Atmospheric Extinction from the CMT

From its observations of about 50 photometric standards per night (pre-1999), the Carlsberg Meridian Telescope provides nightly values of atmospheric extinction in V (r' from April 1999) for La Palma. The data is now split up into yearly files going back as far as 1984.

The data for 1999 and after differ from those taken between 1984 and 1998 because for the first time a CCD camera has been used and a restricted range of zenith distances were observed each night. The extinction value is generated for each frame by using an instrumental zero-point derived from the long-term performance of the CCD ie. an assumption is made that the dust-free extinction value is constant over the long term. The mean for each night is given in the files from 1999 to 2013. Only those CCD frames considered photometric in quality have been used. Each frame has an average of 30 - 40 calibrating stars on it.

La Palma Technical Note No 31 can be used to convert values of extinction at r' to other wavelengths. Simply use the values in Table 1 to determine a differential extinction between r' (or V for the old data) and the passband of interest and apply this to the CMT data.

In August 1993, Derek Jones used the JKT to measure the extinction. Taking into account a 0.03 magnitude offset, to allow for the effect of the Pinatubo eruption, the following broad-band values are appropriate for good dust-free nights:

Passband U B V R I Z
Effective wavelength 365 445 551 658 806 910 nm
Extinction 0.46 0.22 0.12 0.08 0.04 0.05 mag

These generally agree with what was found in La Palma Technical Note 10 (Derek Jones 1984), again with a 0.03 offset. Interpolating from the above, the following values for good quality dust-free nights for other bandwidths have been deduced:

Passband g' r' i'
Effective wavelength 480 625 767 nm
Extinction 0.19 0.09 0.05 mag

Please note that the CCD extinction values (1999+) have been recalculated on 25 June 2001. If using the data, please read the header comments. If a reanalysis is warranted and new values need to be placed in above files, the version number for those values will be incremented.

Click to enlarge Here is a plot showing the V extinction from 1984 to 2010 as measured by the Carlsberg Meridian Telescope. Although the data from 1999 onwards were measured using an r' filter the data has been converted to an equivalent V extinction for this plot. The effect of the eruption of Mount Pinatubo in June 1991 on the extinction is clearly visible.
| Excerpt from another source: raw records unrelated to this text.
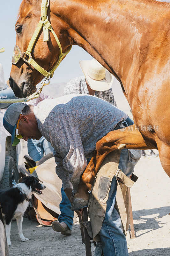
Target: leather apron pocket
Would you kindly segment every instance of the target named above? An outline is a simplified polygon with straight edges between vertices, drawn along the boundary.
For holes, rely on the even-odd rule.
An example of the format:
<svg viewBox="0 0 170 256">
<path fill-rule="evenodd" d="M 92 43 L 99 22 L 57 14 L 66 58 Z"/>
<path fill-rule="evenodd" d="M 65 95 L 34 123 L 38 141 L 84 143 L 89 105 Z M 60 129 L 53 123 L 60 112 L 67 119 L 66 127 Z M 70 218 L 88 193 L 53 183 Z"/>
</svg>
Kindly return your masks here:
<svg viewBox="0 0 170 256">
<path fill-rule="evenodd" d="M 110 188 L 112 179 L 101 176 L 100 177 L 97 196 L 100 200 L 104 200 Z"/>
</svg>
The number of high extinction values that occur every summer is normally caused by Saharan dust.
(Postscript version of the plot).

At the time of the JKT measurements of Derek Jones (see above) in 1984.5 and 1993.7 there was still dust in the atmosphere from various volcanic eruptions and the derived extinction values would not be dust-free values. Thus, an offset of 0.03 magnitudes had to be applied. This offset was partly derived from the graph above and partly from a more detailed analysis of the 1999 data.